NADEL: Right. But then, having to scribble them out adds to the aesthetic of the actual comic.
CHIPPENDALE: You’ve got this shit everywhere, where I’m scribbling it out, The problem with this book is, I had these huge plans for it. There’s like 40 characters; they all have their own story. In my earliest comics, I had a rule that I would never leave the character doing something. The adventure had to start and end — like the adventure of eating a bowl of soup or something. The next day, when I sat down, I wanted a fresh slate. So I have basically gone from comics with one guy in a panel with maybe 40 panels on a page to one page with one panel with 40 guys, half of whom are talking with these little stamped-out letters.
NADEL: Why the stamp letters? Explain how you do it.
CHIPPENDALE: Well, it switched over in the book that Tom has. I got a book of stamps from Staples, with little letters; I: got a stamp pad; I got tweezers. And I’d take a letter out, stamp it in ink … At some point, I thought, “Wow, these are really pretty.” I was talking so much in my comics, I decided I needed to start drawing more and talking less. Less talking heads. It becomes really easy to not draw. Now, I’m actually excited just to have some people talk. I want heads talking.
Opening Up the Fort
NADEL: How did Fort Thunder snowball as it did?
CHIPPENDALE: Fort Thunder started in September 1995. I’d been in Lightning Bolt, which is me and Brian Gibson — and a since departed singer, Hisham Baroocha, another RISD student who now plays drums for the band Black Dice — since December ’94. Lightning Bolt practiced there, and we were there for five-and-a-half years and played 110 shows in that time. We had the space, and it was what we always wanted to do. We had bands come, and we had two-thirds of a whole floor of the building. About a year later, the landlord said he was going to move these other people into this other third, and put a hallway across our space to the fire escape. And so we told him, “No no no! We’ll take it. We’ll find our own people.” That’s when Jim Drain, Brian Ralph and Paul Lyons moved in. They were a little younger than us. I kind of knew Brian Ralph; he was the Fireball guy. Paul, I kind of knew; we hung out on occasion. Everyone hung out a little bit. It’s a small school. Jim, I didn’t really know very well, except that he was a guy that had smashed a window once at our place. They moved in around the beginning of the second year. We went up to seven people, and then Fred moved out. There was one room that was cursed, with this turnover of people. I think Fort Thunder, over the whole period, had about 24 people that came and went.
NADEL: Were you and Mat in charge all along?
CHIPPENDALE: Not really. That’s not the right phrase; we had a weird seniority that…
NADEL: Somebody had to be organizing things.
CHIPPENDALE: Mat was the main do-er of shows. I was interested in doing a little bit of that stuff, and helping him do it. So we were in charge of shows, for the most part. We were bullies about things, in a weird way.
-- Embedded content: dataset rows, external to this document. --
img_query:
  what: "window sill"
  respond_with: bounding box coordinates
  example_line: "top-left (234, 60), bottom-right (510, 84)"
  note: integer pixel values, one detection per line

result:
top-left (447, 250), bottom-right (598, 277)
CHIPPENDALE: Kind of. Like, “We don’t care if you guys don’t want to have shows. We’ve been here the longest. That’s what this place is for.” We were definitely control freaks, and [sing-song voice] “We got this place for a reason! And we’re not going to change.”
NADEL How did the communal aspect of it — making it the whole world of things that you made — take shape? When did it start?
CHIPPENDALE: When we got there, but I don’t remember what the first thing I stapled to the wall was. Everyone started slowly building rooms. Some people never even finished. No one ever really finished, entirely. Mine was pretty over-grown, and I had to close it off with socks in every crack and hole. It was a slow evolution. Everything about that place was a slow evolution. Need roommates? People would show up, and we’d say, “Well, I guess there’s still room in that corner.”
CHIPPENDALE: Well, I was lucky because I was there in the beginning, and I had a room on the two-thirds side — the main space. Most people were shuffled in on the one-third side, which was a long space. So I had maybe a little more space, and I was really demanding about the band room so I had a place to play my drums. Lightning Bolt practiced at 9:00 almost every night. So, I had what I needed, and I had my drawing table. It was an amazing nightmare. Sometimes it sucked; I’d try to go to the bathroom, and four hours later, after five conversations, I’m back in my room wondering what was I doing. There were so many people around.
NADEL: People would just hang out?
CHIPPENDALE: Yeah, in the kitchen, people would just hang out.
NADEL: Strangers or friends? Was it basically open?
CHIPPENDALE: Yeah, for like a year and a half, the lock was broken, and we had all sorts of people wandering in. But not crazy. It could be the quietest place in the world, too. There was a guy named Leek or Lake or something, some dude who just came in that nobody knew, and he just sat down in a chair; he sat there for a week or something and then he just left. Things like that; some weird dude sleeping over there. [Laughter.]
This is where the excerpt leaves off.